TIMOTHY: "As Pet Sounds makes plain, the true brilliance of a musician is never better shown than in the unspoken aesthetic aura he brings into being. Although none of Pet Sounds' tracks explicitly state that a life without profound human connection would be intolerable, Brian Wilson is so effective in creating the fragile tone and texture of the acute loneliness that looms at the threshold of real love--or its genuine rejection--that he pinpoints that feeling like no one in popular music ever has.

"There are songs of longing in Pet Sounds, songs of anticipation, songs of anxiety, and songs of regret, and in between them are instrumentals that describe without words the ineffable transitions between the other tracks' distressed emotional states. Yet what shines brightest behind, within and above the peal of Brian's exquisite material is the presence of the thing not named: an unswayable belief in the enduring power of one's better self.

"Without this degree of candor and deep vulnerability--which combines to make palpable Brian's unconditional trust in the loving power of music--the listener could not be brought so close to the experience of heartbreak that resounds at Pet Sounds' core. There is no album in the popular canon that is more poetic in mood and intent than this one. And in sharing it with us, no artist was ever more generous with the universality of his secret self than Brian Wilson.
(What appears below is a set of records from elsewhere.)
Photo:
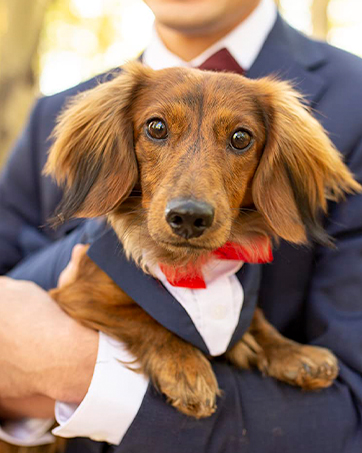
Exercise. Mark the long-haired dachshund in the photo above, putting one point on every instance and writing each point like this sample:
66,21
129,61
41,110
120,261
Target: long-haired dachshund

"Which makes it all the more shattering to realize that, when Capitol issued Best Of The Beach Boys in July 1966 as a marketing move to bypass the slow-building Pet Sounds, the sales strategy doomed any further commercial progress for Brian's masterpiece. A mere glance at the two albums' sudden shifts in fortunes on the Billboard Top LPs chart during the summer of 1966 shows the triumph of cold commercial expediency over unsuspecting creative faith.
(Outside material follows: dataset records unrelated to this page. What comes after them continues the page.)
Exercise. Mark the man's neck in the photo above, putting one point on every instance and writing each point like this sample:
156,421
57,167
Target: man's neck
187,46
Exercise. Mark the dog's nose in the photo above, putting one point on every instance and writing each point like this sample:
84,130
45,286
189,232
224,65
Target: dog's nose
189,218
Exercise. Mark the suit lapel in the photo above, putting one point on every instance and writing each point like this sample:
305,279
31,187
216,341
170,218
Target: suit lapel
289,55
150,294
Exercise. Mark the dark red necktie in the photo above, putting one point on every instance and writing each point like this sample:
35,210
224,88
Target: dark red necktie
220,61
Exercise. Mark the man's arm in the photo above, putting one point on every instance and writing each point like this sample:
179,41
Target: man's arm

"As Billboard's archives disclose, no projects were sacred in the plebeian pop and novelty-record dominated marketplace of the mid-60s. Let us be frank out of historical and artistic courtesy to Brian and concede that Capitol's obvious expectations as conveyed in trade circles at the time were that radio and retail would relish the proven saleability of a hits package by America's hottest rock 'n' roll act, with any less convenient product by the band duly relegated to back-of-the-bin status.
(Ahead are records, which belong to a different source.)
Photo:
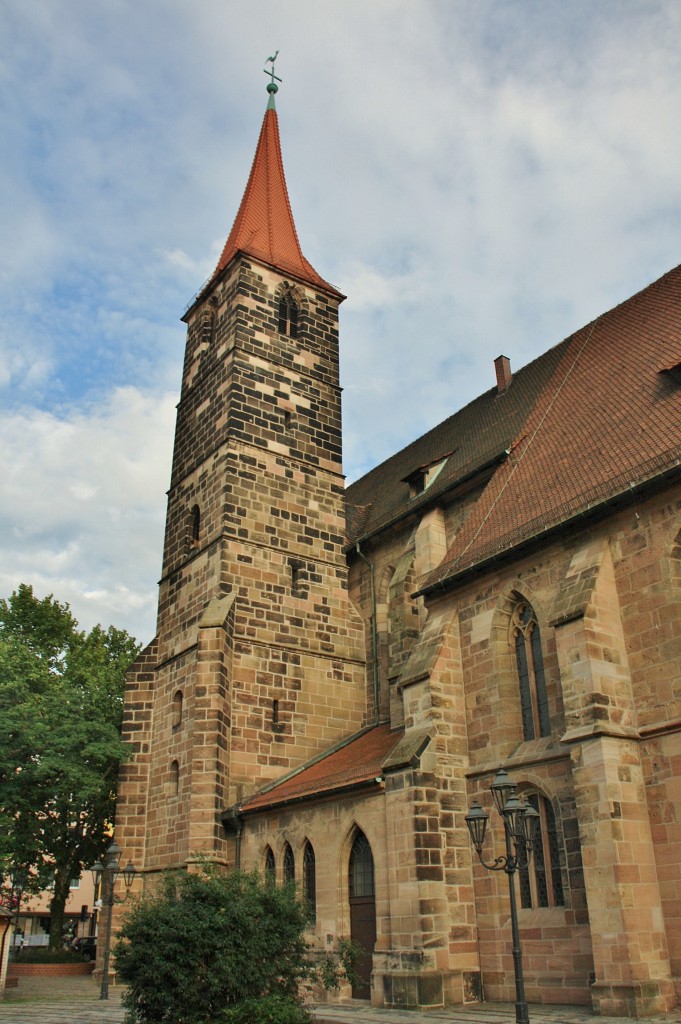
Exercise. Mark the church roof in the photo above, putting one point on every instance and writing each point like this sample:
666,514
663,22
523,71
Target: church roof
590,420
264,227
357,761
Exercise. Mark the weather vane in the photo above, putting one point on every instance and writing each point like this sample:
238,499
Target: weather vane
271,87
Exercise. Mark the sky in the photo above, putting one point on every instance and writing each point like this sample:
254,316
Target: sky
478,176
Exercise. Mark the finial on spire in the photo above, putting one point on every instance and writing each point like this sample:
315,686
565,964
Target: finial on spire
271,85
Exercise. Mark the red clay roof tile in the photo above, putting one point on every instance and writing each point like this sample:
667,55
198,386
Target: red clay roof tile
605,421
356,762
264,227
"That was then and this is now. All of us are still waiting for the day when the open heart is as valued in our culture as the open palm. Maybe now is that day when, as Brian once put it, those ravaged by disappointment 'can love again! So let us cast off the detachment or improvidence of a previous era, and celebrate the thoughtful and expansive reintroduction of this masterwork from a remarkable genius of the spirit."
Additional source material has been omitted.